Student: An Army person. I was supposed to be GI Jane, but I forgot my gun at school.

Me: What was your scariest moment?
Student: In fifth grade, I was throwing rocks at a house under construction. I broke a window and just ran. I thought they’d take me to juvie.

Student working on a “create your own country project” :  How do you spell slutty?
Me: What? I would never spell that out for you. How inappropriate.
Students: We want to use it.
Me: I don’t know if you –okay. S-l-u-t-t-y.
Students: We said SLEDDY, as in a sled.
Me: I knew that.

Moi: You are on death row for too much texting at school. What is your last meal?
Student 1: McDonalds–I’d get their Monopoly “Get Out of Jail” card.
Student 2: Ramen noodles and a ring pop.
Student 3: Three soft tacos and a juice box.

Me: What is your favorite possession?
Student: My ring. My boyfriend gave it to me for our weekaversary.

Me: Okay, Student, so why do you strongly agree that the school should have uniforms?
Student: Uniforms? Oh. I thought you said unicorns.

See, if you were a teacher you could have this level of entertainment daily. It’s so fun! Nonstop fun! In fact, it’s so much zany fun, I will cry all next week when I am on Thanksgiving break.

Have a good rest of the week.



  1. Heather says

    So my good “teacher story” of the week is that a third graders in the class next door to me walked in Monday morning with a half of a deer leg.
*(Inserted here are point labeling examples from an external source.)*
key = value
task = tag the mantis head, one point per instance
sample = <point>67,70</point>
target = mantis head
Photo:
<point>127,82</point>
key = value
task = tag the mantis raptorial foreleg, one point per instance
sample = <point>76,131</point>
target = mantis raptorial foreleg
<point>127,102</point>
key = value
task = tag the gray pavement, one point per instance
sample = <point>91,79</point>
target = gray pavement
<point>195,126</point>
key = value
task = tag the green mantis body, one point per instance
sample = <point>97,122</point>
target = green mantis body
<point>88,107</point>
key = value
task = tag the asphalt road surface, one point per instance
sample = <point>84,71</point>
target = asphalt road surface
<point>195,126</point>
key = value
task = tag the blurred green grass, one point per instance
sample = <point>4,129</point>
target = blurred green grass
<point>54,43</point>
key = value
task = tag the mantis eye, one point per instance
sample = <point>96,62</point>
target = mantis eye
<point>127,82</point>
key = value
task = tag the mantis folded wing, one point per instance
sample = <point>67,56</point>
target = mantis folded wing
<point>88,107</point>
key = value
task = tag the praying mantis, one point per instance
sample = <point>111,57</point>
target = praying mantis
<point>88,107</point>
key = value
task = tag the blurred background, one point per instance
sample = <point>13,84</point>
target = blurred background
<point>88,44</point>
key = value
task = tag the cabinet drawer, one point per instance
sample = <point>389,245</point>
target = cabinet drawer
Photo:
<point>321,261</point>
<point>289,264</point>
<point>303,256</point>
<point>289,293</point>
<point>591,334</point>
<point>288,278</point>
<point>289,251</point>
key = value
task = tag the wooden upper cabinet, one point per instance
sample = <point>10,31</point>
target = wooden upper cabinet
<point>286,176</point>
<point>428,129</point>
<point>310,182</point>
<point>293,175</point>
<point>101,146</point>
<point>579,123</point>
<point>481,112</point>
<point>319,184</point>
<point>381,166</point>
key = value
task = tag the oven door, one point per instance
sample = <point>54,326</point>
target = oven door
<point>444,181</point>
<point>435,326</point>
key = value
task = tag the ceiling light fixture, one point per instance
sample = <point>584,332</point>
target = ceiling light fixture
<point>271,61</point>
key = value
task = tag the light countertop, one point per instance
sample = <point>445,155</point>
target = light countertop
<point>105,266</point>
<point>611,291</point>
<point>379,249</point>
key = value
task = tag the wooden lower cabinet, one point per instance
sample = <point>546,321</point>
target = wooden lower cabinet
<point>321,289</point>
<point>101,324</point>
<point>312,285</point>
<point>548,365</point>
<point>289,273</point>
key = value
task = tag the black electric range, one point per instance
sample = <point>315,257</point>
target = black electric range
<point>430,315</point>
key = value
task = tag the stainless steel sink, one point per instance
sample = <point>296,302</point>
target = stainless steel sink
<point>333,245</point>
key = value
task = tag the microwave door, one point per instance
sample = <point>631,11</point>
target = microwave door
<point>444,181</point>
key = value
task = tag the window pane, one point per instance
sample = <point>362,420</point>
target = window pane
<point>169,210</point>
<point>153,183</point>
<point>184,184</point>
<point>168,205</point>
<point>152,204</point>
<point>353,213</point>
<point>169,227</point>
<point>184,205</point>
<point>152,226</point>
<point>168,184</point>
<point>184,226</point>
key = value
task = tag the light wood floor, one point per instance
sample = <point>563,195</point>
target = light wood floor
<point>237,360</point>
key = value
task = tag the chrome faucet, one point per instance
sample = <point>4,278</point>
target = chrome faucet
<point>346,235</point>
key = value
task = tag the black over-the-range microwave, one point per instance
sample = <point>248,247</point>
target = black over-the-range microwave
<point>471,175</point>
Apparently her daddy went hunting and killed a deer, so instead of an apple, she brought a deer hoof to her teacher for a “Happy Monday” gift! :) WOW!!! Then, the same teacher had one student come in yesterday showing off the 10 staples he had gotten in his head…yeah, there’s never a dull moment in teaching.

  2. Rhonda says

    I LOVE these. You have very funny students. This blog is SO entertaining. Turned my blah Wednesday into a fun day!!

  3. jenny b. jones says

    I would seriously take the rest of the day off if a student brought me a deer leg.

    Thanks, Rhonda. Anything’s better than writing boring papers… ; )

    Gab, it was so good to see the talent wind blow through here! And good to hear from you!